Derrière la polémique à Stanislas: une vision mortifère de la sexualité et du genre
L’enseignement proposé par l’Église catholique sur les questions de la sexualité et du genre infuse encore largement dans l’enseignement privé catholique et la société en général. La récente polémique autour de l’établissement Stanislas le place sous une lumière crue et appelle à une réaction de l’institution, pour réformer sa morale sexuelle et son approche de l’éducation à la vie affective.
Ces dernières semaines, la ministre de l’Éducation nationale Amélie Oudéa-Castera s’est trouvée entraînée dans une succession de polémiques au sujet de la scolarisation de ses enfants dans l’établissement privé catholique Stanislas. Ce dernier, bastion de la bourgeoisie catholique parisienne, a fait l’objet d’une enquête journalistique qui pointait, dès mai dernier, une atmosphère décomplexée d’homophobie et de sexisme en son sein.
Ainsi, dans les supports des cours d’éducation à la vie affective de Stanislas, il est demandé aux jeunes femmes de “ne pas provoquer le regard du garçon”. Et l’ouvrage de référence d’ajouter : “La façon dont tu t’habilles aidera ou non le garçon à maîtriser son regard, et donc aussi ses gestes.” Il s’agit là d’une manifestation explicite de la culture du viol, qui inverse la responsabilité des violences sexuelles et apprend aux jeunes hommes à se considérer comme des prédateurs en puissance. Cette obsession toxique sur la tenue vestimentaire et l’apparence des filles est manifeste dans le règlement intérieur, où les préconisations spécifiques aux « jeunes filles » sont deux fois plus longues que celles pour les « garçons », avec un niveau de détail qui confine au ridicule. Paradoxalement, cette démarche est révélatrice d’un regard sexualisant sur le corps des jeunes femmes, et du souhait de maintenir un contrôle ferme sur ce dernier. Que dire enfin de l’ancien directeur, qui interrogeait régulièrement les jeunes hommes de l’établissement : “Est-ce que vous vous masturbez ? A quelle fréquence ?”

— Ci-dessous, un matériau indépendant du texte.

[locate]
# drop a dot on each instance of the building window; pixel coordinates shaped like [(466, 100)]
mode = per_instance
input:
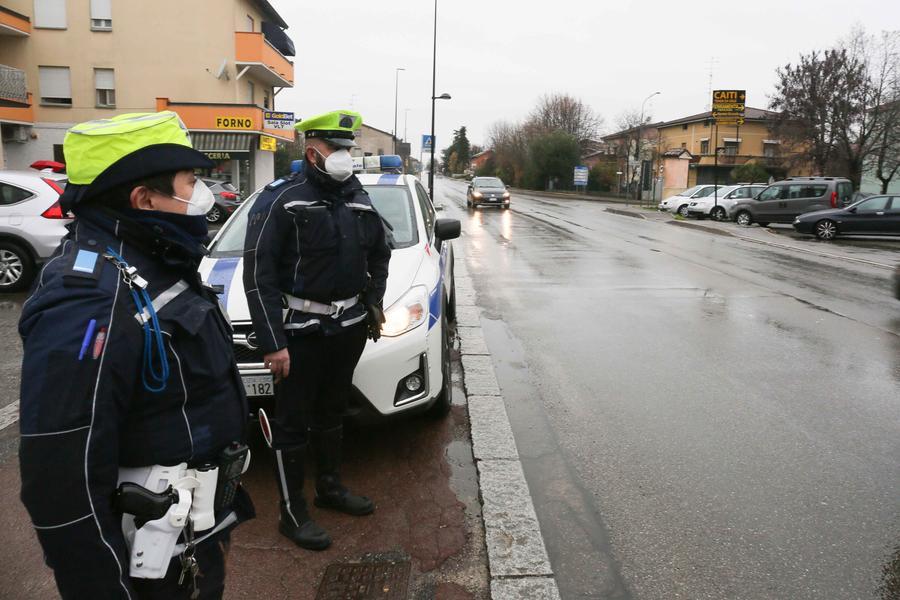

Comment en est-on arrivé là ? Ces dérives ne sont malheureusement pas surprenantes au vu de la morale sexuelle proposée par l’institution catholique et reprise ici telle quelle. Le directeur actuel de l’école ne s’en cache d’ailleurs pas, justifiant son refus de condamner l’homophobie à Stanislas par sa fidélité à l’Évangile (lequel?) lors d’une interview sur BFMTV. De fait, le Vatican s’arc-boute sur une vision archaïque, selon laquelle la sexualité ne peut se comprendre qu’en lien avec la procréation, contraception et homosexualité se trouvant de facto condamnés. Cette approche simpliste, basée sur l’interdit, conduit à une échelle de valeur aberrante et révoltante pour nos contemporains, qui associe au même péché la masturbation, l’adultère et le viol. Les conséquences d’une telle confusion sont dramatiques, comme l’a pointé du doigt le rapport de la CIASE relatif à l’ampleur des violences sexuelles dans l’Eglise.
Dans l’Eglise et la société, il y a pourtant urgence à éduquer les jeunes générations à une sexualité respectueuse et au consentement, en témoigne la récente enquête du HCR, qui met en évidence le « backlash » sexiste à l’œuvre. Il y a ainsi de quoi s’inquiéter quand 23 % des hommes de moins de 35 ans estiment “qu’il faut parfois être violent pour se faire respecter”. Faut-il rappeler également que 37% des françaises disent avoir déjà subi des rapports sexuels non consentis ?
Catholiques et féministes, nous demandons à l’institution et aux évêques de clarifier quelle éducation sexuelle et affective ils souhaitent pour les jeunes dont ils ont la charge directement ou indirectement, de l’enseignement catholique aux aumôneries paroissiales. Le Comité de la Jupe est prêt à entamer une discussion à ce sujet avec les évêques de France. Nous souhaitons que les jeunes générations soient éduquées aux valeurs catholiques d’amour, de tolérance et de justice et non qu’elles baignent dans une culture misogyne et homophobe, qui n’a rien à voir avec l’Evangile et notre foi.